Le racisme a structuré l'expansion de l'occident

Les civilisations anciennes ont eu la prétention de conquérir le monde ou de penser en être le centre. L'Occident a réellement conquis le monde dans son ensemble. L'apogée impériale de la fin du 19ème siècle est encore le monde où nous croyons vivre. Cela s'est fait en niant l'humanité des autres et leur simple droit à exister sur leurs terres avec l'expropriation quasi totale des indiens dAmérique du Nord et des génocides parfaits et définitifs comme ceux des indiens des îles de la Caraïbe et des aborigènes de Tasmanie.

Aimée Césaire, qui me semble un des rare à avoir pris la mesure de l'horreur à l'oeuvre résume parfaitement en quelques phrases cet avilissement moral : « de la colonisation à la civilisation la distance est infinie ; de toutes les expéditions coloniales accumulées on ne saurait retenir une seule valeur humaine ».
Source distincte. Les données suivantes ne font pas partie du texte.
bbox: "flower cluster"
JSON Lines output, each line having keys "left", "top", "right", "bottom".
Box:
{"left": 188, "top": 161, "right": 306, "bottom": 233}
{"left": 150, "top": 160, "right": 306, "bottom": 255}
Contrairement aux idée reçues cette sanglante conquête a eu des soutiens à droite comme à gauche. Il suffit de relire les romans de Jack London qui de passent dans les îles du Pacifique le voir vanter la droiture et les capacités intellectuelles d'un chien Irlandais comparé aux autochtones (Jack dans l'île, qui a longtemps été dans la bibliothèque verte …). Son quasi contemporain Joseph Conrad, peu suspect de gauchisme, ayant montré par contre une vision assez digne dans "Au cœur des ténèbres" de l'horreur de l'exploitation du Congo Belge.

Ce point de vue colonial est structuré idéologiquement par un mélange de sciences naturelles et de déterminisme culturel. Ce n'est pas le lieu de ce billet de blog de résumer ce corpus. Mais qu'il soit permis d'insister sur  le fait que penser que ce dernier peut être combattu sans se confronter à sa cohérence et à ses schéma, est une illusion intellectuelle. En effet, cet imaginaire est ancré dans notre vision du monde, dans nos évidences de tous les jours.

Le bref traumatisme de la seconde guerre mondiale

Pour faire court,  l'expérience concrète de l'expropriation des « races inférieures » était encore présente dans les esprits de façon à la fois parfaitement clair et audible à la fin de la deuxième guerre mondiale. En effet, l'entreprise Nazi, menée en Russie notamment correspondait très exactement à une entreprise coloniale assez classique pour donner au Reich et à son peuple l'espace vital, le « lebensraum » et la population de serviteurs qui va avec, il suffit de lire « Mein Kampf », les choses sont assez claires sur la hiérarchie entre slaves et allemand.

La sidération des autres nations occidentale a été de voir qu'un peuple européen pouvait en traiter un autre comme les européens dans leur ensemble ont traité leurs possessions coloniale.

De là le sursaut à la fin de la guerre, où l'idéologie d'extrême droite a été discréditée, on pouvait certes être réactionnaire, de droite, mais reprendre des stéréotypes culturel et raciaux de supériorité intrinsèque de l'occident, c'était bien plus compliqué.

La victoire d'un lent travail idéologique

Depuis plus de vingt ans, on ré-entends doucement la même musique de darwinisme social (nos néolibéraux ont une part de culpabilité là-dedans), de culte du chef et du sauveur (à quoi bon la démocratie), de destin occidental (pas encore assumé comme racial, seulement culturel et performatif, mais cela arrive doucement).

Cependant, pour pouvoir le combattre il faudrait en parler, enseigner les méandres de l'aventure coloniale, montrer comment cette façon de penser a ses complexités et sa force. Faute de cela, la marée va continuer à monter et les multiples débats organisées tourneront systématiquement à l'avantage de ceux qui savent parfaitement d'où ils parlent et où ils ont envie d'aller.